Evaluation of phenotypic and genotypic features of distal renal tubular acidosis in children
BAHRIYE ATMIS 1 AYSUN KARABAY BAYAZIT 1 ENGIN MELEK 1 ATIL BI┼×GIN 2 ALI ANARAT 1

1- CUKUROVA UNIVERSITY, FACULTY OF MEDICINE, DEPARTMENT OF PEDIATRIC NEPHROLOGY, TURKEY
2- CUKUROVA UNIVERSITY, FACULTY OF MEDICINE, DIVISION OF MEDICAL GENETICS, TURKEY
 
Introduction:

 Distal renal tubular acidosis is characterized by hypercloremic metabolic acidosis, hypokalemia, hypercalciuria and nephrocalsinosis. We aimed to analyze phenotype and genetic defects in children with distal renal tubular acidosis from Cukurova region, Turkey. 

Material and methods:

 A total of 21 patients from 15 families who have been diagnosed with distal renal tubular acidosis having three causative genes of  SLC4A1, ATP6V1B1, and ATP6V0A4 were included in the study. 

Results:

 A total of 21 patients from 15 families, who have been diagnosed with distal renal tubular acidosis from a single center were included to the study. This study was conducted to evalute of clinical and genetic spectrum of distal renal tubular acidosis in children.  Seventeen children (80.9%) were male.  Fifteen of the patients (71.4%) were diagnosed within the first 3 months.
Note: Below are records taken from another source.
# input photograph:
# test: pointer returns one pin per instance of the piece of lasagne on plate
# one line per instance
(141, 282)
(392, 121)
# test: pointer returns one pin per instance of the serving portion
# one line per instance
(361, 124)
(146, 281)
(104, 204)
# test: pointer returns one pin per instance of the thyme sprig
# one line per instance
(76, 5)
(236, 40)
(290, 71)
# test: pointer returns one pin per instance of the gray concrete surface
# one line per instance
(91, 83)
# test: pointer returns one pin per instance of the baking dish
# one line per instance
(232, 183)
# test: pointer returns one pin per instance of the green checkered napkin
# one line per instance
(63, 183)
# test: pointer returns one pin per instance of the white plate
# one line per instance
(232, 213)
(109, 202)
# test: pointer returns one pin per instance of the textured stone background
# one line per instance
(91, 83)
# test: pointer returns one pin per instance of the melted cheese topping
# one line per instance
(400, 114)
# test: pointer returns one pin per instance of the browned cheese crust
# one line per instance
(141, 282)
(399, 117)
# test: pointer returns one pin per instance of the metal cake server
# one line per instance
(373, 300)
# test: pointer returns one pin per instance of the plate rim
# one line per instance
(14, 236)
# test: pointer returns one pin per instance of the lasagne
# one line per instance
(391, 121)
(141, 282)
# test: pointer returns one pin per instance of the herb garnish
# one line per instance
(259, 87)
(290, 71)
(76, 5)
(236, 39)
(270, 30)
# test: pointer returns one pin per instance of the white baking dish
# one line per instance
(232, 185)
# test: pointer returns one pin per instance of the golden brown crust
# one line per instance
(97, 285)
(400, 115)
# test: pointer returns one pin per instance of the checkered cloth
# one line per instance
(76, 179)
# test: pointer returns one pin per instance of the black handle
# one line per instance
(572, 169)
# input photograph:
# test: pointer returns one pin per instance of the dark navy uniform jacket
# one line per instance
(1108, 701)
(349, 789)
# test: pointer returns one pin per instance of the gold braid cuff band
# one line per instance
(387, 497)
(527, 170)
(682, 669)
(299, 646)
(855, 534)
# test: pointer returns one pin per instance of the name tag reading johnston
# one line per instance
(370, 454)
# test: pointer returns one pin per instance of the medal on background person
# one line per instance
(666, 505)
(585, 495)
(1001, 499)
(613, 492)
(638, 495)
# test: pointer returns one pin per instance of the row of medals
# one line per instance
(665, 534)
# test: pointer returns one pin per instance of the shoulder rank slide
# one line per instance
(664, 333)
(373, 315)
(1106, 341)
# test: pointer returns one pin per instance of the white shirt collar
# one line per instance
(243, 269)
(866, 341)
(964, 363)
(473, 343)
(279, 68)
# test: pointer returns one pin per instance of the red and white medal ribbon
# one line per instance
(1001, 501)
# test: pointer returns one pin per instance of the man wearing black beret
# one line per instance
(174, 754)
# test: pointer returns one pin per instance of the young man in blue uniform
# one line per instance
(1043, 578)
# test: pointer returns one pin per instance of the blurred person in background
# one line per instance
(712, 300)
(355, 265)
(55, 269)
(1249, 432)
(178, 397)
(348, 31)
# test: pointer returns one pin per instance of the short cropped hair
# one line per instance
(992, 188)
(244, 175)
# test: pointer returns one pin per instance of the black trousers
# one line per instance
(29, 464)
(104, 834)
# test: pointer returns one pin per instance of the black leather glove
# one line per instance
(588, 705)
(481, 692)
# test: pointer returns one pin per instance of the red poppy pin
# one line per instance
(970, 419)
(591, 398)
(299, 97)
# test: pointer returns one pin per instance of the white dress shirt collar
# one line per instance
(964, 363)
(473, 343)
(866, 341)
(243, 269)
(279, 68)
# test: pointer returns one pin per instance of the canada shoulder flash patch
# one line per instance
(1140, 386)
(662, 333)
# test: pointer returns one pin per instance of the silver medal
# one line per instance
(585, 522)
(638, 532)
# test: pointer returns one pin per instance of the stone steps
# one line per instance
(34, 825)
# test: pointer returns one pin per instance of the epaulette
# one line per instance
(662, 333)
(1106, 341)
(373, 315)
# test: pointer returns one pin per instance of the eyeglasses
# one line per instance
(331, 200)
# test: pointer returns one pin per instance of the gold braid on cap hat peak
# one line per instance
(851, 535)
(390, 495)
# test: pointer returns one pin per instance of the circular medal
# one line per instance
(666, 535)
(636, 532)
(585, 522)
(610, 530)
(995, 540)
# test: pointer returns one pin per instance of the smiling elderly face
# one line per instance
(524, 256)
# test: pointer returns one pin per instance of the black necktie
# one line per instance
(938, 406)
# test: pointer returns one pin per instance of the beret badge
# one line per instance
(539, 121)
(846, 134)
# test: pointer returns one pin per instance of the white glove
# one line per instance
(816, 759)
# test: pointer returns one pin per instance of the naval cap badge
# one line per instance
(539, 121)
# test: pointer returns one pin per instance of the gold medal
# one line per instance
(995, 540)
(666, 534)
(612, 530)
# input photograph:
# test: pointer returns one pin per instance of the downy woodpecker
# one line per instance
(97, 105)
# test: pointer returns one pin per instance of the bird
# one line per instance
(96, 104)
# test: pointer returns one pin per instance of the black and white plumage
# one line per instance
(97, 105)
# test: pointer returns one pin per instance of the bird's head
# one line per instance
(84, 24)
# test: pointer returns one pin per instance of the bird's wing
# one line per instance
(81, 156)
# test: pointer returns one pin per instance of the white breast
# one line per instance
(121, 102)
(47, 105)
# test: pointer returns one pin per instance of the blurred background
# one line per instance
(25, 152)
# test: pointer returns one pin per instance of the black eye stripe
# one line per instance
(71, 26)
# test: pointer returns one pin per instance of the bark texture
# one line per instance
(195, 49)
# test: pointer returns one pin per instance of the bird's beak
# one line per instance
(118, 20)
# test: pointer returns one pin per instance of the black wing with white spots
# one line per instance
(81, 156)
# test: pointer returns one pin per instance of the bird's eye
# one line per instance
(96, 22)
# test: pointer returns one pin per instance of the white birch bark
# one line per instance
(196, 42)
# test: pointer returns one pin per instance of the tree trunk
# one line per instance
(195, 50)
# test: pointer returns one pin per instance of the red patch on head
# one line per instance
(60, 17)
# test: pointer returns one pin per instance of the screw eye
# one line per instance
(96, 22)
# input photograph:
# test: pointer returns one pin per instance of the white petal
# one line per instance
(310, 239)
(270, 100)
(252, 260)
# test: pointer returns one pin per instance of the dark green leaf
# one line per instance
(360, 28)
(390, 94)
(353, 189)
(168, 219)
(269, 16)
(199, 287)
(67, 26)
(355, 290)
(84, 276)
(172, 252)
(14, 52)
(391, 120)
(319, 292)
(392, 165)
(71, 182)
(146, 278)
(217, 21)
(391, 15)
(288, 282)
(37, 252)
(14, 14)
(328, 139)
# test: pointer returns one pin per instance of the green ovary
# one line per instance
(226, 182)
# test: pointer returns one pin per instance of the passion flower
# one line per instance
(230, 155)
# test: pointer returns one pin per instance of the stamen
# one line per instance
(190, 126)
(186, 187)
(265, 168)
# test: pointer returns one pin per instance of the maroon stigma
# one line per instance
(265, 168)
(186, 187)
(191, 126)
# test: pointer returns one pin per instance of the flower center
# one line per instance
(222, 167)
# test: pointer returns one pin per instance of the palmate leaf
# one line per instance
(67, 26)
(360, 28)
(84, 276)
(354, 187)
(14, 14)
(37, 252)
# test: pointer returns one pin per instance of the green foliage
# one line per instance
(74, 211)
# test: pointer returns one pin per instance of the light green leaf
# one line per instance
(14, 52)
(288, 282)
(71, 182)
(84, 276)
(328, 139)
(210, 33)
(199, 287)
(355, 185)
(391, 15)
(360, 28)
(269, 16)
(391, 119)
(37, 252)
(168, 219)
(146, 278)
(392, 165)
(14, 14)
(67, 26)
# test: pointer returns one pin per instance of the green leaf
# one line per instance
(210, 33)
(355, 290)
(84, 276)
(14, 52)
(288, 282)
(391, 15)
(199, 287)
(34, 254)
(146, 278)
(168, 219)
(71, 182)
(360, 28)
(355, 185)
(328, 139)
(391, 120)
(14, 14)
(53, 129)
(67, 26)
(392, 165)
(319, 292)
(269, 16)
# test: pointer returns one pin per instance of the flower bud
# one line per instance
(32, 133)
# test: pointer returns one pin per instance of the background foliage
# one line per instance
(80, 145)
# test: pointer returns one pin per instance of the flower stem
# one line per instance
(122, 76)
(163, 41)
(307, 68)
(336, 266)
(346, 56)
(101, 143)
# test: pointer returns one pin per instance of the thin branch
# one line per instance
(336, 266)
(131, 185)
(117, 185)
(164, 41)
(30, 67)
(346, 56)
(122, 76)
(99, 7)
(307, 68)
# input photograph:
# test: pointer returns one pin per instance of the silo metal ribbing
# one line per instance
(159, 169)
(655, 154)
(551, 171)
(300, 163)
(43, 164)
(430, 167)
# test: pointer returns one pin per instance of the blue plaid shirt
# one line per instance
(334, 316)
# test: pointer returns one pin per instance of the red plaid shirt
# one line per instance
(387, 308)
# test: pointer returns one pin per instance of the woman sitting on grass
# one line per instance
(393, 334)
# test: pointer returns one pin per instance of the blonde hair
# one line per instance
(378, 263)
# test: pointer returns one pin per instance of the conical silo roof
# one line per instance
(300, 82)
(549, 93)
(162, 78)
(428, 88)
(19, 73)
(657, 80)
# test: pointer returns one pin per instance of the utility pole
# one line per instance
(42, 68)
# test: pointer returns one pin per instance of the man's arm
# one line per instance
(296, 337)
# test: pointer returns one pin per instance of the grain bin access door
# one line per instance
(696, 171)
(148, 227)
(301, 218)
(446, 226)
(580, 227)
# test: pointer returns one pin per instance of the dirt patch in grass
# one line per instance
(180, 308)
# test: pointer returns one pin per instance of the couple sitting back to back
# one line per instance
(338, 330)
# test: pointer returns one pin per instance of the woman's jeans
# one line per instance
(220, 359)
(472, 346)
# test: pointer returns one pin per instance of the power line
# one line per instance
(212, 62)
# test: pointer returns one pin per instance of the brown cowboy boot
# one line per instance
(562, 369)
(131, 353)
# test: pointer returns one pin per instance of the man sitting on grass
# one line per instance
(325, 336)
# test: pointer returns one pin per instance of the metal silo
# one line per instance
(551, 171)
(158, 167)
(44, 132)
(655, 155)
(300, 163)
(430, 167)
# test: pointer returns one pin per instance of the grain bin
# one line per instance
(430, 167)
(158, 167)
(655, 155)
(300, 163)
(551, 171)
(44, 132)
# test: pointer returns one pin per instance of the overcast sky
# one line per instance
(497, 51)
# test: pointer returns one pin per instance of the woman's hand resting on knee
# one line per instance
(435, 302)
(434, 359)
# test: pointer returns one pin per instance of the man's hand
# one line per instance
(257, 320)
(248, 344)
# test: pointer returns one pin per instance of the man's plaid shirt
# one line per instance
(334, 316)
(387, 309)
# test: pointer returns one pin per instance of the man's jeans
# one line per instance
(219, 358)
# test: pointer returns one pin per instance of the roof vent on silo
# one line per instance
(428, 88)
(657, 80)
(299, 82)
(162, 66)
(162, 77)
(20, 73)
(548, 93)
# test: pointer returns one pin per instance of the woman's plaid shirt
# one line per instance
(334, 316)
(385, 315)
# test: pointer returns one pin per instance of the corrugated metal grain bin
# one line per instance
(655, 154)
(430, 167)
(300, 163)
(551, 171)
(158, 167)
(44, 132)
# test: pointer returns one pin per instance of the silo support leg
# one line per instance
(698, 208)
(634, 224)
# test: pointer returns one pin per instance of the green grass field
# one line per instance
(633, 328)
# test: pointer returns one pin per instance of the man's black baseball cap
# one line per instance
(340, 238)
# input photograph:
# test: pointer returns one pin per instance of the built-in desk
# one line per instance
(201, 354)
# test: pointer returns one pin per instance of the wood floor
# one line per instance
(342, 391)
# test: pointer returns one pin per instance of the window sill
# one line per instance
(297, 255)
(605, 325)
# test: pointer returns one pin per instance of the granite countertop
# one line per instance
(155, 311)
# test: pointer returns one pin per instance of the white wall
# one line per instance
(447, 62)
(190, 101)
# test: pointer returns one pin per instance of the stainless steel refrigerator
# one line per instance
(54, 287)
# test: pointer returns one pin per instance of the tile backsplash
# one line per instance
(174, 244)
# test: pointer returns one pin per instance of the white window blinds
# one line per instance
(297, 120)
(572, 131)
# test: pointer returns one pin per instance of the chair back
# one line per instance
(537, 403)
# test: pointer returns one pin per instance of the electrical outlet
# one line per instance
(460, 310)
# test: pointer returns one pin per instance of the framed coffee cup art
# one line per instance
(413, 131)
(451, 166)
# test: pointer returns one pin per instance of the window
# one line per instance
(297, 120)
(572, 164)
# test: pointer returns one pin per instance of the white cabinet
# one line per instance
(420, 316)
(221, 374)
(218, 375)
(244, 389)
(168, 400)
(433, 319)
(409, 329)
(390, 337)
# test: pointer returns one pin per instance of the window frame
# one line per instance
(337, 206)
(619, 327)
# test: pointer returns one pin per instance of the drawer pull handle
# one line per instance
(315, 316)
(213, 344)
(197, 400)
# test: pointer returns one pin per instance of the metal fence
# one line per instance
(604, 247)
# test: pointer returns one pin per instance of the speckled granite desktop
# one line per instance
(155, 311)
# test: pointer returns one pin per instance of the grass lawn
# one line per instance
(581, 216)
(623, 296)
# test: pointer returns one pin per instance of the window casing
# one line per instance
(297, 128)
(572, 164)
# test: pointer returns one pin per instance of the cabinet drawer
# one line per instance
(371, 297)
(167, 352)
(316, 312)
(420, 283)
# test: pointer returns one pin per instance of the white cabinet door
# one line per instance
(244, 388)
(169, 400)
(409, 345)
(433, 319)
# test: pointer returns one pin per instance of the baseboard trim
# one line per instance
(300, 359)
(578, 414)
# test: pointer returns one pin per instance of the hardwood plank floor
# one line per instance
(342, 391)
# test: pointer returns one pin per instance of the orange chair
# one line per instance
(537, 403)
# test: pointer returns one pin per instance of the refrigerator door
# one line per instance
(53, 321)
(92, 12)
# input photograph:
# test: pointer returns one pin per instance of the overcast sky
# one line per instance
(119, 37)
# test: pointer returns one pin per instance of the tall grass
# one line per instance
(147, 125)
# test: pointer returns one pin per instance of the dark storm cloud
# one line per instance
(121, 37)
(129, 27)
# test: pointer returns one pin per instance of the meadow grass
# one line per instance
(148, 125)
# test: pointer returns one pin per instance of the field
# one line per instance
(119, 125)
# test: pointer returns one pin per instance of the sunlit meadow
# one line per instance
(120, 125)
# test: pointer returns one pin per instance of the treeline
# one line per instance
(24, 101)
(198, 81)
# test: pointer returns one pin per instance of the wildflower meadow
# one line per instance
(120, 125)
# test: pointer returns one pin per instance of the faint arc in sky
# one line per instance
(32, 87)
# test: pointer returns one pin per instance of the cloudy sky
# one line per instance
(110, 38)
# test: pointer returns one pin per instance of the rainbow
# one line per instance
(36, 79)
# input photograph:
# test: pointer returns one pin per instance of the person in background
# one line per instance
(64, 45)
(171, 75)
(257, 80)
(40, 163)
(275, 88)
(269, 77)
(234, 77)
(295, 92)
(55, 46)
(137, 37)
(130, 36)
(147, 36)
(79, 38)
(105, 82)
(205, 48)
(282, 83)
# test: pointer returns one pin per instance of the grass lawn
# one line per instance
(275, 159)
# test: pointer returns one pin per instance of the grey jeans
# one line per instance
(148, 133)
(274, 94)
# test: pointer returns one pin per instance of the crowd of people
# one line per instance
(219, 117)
Median age at diagnosis was 3 months (2-36 months). Median follow-up period was 126 months. All of the patients had nephrocalcinosis at the time of diagnosis. The consanguineous marriage frequency was found 80.9%. ATP6V0A4 gene mutations were found in ten of all patients, ATP6V1B1 gene mutations were found in seven of all patients. SLC4A1 gene mutation were found four of all patients. Sensorineural hearing loss was found in seven patients with an ATP6V1B1 mutation. None of the other patients had any hearing loss. The family history of our patients for distal renal tubuler asicodis was found 52.6%.  The presenting symptoms were vomiting, inadequate weight gain, dehydration, fever, rickets and sensorineural hearing loss, respectively. Children with early diagnosis and treatment of dRTA have no  growth retardation.  In our cases in which ATP6V1B1 mutation was detected, deterioration of renal function was seen with advancing age. Four of the seven patients with ATP6V1B1 mutation were over 18 years old and had eGFR <90 ml/min per 1.73m².

Conclusions:

 Children with vomiting, weight gain,  and nephrocalcinosis have to be investigated for dRTA.  Long-term follow-up  of renal function in adulthood  and  genetic screening is necessary for these children.